Он было засмеялся от радости и даже рот раскрыл — и замер от ужасной мысли.

«Господи! А она-то видела! Ведь я нарочно целый час свою рожу демонстрировал. Встретит теперь где-нибудь…»

И Митрофану Васильевичу представился целый ряд ужасных возможностей: он человек интеллигентный, любит науки и искусства, бывает в театре, на всяких собраниях и лекциях, три раза был в университете на защите магистерской диссертации, — и везде он может встретиться с девушкой! Она, наверное, никогда не бывает одна, такие девушки никогда не бывают одни, а всегда с целой компанией таких же курсисток и дерзких студентов, — и что может произойти, когда она покажет на него пальцем: вот шпион! — подумать страшно.

«Необходимо снять очки и обриться, — думает Митрофан Васильевич. — Черт с ними, с глазами, да, может быть, доктор еще врет. Но разве что-нибудь изменится, если снять такую бороду? Разве это борода?»

Он почесал пальцем реденькую бородку и везде прошу-пал тело.

«Даже борода как у людей не растет! — подумал он с отвращением и тоской. — Но все это вздор. И то, что она может узнать, тоже вздор. Нужно доказать. Нужно спокойно и логично доказать, как доказывают теоремы».

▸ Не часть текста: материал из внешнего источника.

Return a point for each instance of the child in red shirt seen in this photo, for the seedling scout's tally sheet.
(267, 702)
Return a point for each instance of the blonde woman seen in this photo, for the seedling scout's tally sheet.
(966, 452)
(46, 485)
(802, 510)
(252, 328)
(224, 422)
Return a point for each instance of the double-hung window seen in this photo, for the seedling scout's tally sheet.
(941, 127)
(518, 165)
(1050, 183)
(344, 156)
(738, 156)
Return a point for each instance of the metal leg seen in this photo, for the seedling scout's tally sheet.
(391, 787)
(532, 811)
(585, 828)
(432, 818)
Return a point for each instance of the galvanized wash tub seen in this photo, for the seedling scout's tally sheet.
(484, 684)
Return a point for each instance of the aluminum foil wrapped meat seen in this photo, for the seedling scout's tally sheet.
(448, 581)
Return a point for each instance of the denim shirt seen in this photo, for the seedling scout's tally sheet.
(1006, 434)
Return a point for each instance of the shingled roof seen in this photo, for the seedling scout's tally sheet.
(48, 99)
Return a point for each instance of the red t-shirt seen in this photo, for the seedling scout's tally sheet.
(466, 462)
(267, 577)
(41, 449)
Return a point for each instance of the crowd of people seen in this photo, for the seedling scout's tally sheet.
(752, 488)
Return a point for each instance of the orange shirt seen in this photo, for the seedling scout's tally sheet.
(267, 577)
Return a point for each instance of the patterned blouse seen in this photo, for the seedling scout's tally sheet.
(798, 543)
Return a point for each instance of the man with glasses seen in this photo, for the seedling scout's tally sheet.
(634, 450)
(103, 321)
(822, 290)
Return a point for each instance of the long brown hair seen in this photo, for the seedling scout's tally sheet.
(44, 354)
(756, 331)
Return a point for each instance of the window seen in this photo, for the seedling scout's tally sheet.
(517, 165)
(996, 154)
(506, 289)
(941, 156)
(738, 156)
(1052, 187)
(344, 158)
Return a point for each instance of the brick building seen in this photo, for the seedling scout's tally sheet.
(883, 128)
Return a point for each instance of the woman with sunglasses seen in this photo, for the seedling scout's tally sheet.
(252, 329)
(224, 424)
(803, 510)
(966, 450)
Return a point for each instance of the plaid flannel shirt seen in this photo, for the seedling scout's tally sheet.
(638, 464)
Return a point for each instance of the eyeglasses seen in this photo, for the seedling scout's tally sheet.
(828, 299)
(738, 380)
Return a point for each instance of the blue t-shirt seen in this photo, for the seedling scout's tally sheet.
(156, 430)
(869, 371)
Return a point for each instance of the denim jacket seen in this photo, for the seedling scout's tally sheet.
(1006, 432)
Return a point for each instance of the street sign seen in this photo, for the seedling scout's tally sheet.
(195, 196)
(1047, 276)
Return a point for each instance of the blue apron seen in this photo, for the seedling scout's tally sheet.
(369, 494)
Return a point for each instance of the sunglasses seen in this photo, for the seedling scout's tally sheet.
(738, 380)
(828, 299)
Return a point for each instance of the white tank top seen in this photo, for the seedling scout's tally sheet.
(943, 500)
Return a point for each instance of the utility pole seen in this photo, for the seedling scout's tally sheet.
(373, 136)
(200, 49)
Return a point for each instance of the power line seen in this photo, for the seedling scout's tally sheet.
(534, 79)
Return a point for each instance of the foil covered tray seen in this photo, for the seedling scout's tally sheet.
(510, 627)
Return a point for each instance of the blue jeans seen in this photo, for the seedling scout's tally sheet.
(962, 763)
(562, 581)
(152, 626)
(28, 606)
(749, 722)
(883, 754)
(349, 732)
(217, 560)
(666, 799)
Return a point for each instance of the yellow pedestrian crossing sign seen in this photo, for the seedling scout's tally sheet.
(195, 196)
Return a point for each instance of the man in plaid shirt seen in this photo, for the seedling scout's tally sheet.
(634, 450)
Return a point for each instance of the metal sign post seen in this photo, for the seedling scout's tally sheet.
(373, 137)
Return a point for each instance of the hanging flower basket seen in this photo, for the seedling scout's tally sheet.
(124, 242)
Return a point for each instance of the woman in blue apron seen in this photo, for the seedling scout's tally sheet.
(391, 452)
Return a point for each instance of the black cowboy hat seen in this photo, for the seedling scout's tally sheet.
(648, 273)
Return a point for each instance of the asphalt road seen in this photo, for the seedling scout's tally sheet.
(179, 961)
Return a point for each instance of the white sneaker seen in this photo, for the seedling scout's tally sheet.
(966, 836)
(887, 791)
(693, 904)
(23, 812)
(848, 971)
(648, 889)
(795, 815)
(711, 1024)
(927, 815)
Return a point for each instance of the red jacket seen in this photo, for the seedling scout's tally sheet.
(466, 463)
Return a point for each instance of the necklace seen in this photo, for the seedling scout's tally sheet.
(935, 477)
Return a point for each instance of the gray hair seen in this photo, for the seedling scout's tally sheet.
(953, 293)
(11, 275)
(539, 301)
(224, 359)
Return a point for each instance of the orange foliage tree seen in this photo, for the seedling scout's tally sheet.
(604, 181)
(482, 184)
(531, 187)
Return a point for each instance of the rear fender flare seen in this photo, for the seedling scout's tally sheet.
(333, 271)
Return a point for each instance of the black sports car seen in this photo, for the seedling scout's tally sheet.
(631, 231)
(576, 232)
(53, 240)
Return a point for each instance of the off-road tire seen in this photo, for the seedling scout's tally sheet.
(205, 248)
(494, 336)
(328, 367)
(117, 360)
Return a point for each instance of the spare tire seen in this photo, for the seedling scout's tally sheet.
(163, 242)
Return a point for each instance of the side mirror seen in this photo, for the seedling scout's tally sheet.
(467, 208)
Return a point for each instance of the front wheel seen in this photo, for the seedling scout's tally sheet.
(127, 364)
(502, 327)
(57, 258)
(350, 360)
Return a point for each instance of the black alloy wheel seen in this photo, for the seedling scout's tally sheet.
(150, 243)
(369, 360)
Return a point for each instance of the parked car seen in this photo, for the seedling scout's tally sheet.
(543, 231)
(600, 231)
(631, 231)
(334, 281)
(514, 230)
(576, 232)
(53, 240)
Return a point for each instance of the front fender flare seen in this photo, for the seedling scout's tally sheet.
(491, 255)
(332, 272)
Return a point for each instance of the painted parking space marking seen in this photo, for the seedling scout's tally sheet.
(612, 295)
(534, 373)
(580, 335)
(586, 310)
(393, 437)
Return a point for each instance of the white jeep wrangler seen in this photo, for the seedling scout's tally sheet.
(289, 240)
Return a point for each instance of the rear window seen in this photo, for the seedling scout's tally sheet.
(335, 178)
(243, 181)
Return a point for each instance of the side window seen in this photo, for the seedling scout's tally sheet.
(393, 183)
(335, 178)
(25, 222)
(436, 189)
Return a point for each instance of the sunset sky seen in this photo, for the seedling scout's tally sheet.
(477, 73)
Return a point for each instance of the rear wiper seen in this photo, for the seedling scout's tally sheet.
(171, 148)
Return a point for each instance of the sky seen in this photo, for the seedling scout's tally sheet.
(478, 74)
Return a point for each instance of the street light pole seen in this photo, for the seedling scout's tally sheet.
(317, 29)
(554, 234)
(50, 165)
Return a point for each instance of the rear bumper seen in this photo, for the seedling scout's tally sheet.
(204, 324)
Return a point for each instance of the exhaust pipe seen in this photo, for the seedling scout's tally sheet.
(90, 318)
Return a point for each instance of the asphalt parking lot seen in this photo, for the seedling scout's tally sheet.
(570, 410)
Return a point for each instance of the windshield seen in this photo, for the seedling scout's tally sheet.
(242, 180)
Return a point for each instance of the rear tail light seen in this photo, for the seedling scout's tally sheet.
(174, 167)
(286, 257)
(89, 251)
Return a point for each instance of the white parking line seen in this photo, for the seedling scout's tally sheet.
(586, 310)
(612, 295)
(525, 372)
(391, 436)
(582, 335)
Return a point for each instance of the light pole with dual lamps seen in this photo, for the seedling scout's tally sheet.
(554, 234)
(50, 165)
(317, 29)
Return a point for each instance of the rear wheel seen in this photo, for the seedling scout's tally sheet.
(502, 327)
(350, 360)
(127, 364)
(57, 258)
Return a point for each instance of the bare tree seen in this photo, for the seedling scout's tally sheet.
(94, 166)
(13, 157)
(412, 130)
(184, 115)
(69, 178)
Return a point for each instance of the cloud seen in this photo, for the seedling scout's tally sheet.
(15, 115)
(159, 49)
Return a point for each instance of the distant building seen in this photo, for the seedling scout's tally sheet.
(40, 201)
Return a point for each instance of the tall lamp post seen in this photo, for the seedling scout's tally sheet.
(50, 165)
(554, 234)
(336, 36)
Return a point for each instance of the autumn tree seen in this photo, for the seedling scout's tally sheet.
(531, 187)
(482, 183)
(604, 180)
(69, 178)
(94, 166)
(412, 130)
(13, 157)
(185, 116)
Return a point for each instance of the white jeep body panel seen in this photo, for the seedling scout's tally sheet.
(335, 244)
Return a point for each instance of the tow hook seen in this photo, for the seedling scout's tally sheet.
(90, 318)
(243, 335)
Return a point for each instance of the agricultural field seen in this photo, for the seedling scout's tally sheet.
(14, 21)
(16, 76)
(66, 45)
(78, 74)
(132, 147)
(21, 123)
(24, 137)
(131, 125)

Ему представлялось собрание лохматых, и он перед ними твердо и спокойно доказывает. Буквы ясны и круглы, одно выражение идет за другим, везде спокойные, торжествующие знаки равенства. «Таким образом, вы видите… что…»

Митрофан Васильевич с достоинством, строгим жестом поправляет очки и презрительно усмехается. Потом начинает доказывать — и убеждается с холодным ужасом, что все эти буквы, и логика, и равенства — одно, а жизнь его — другое, и в этой жизни нет логики, нет равенства, нет никаких доказательств, что он, Митрофан Васильевич Крылов, — не шпион. Пусть кто-нибудь, та же девушка, обвинит его в шпионстве, — найдется в его жизни что-нибудь определенное, яркое, убедительное, что мог бы он противопоставить этому гнусному обвинению? Вот смотрит она наивно-бесстрашными глазами, — говорит: «Шпион», — и от этого прямого взгляда, от этого жестокого слова тают, как от огня, лживые призраки убеждений, порядочности. Пустота. Митрофан Васильевич молчит, но душа его полна криком отчаяния и ужаса. Что это значит? Куда ушло все? На что опереться, чтобы не упасть в эту черную и страшную пропасть?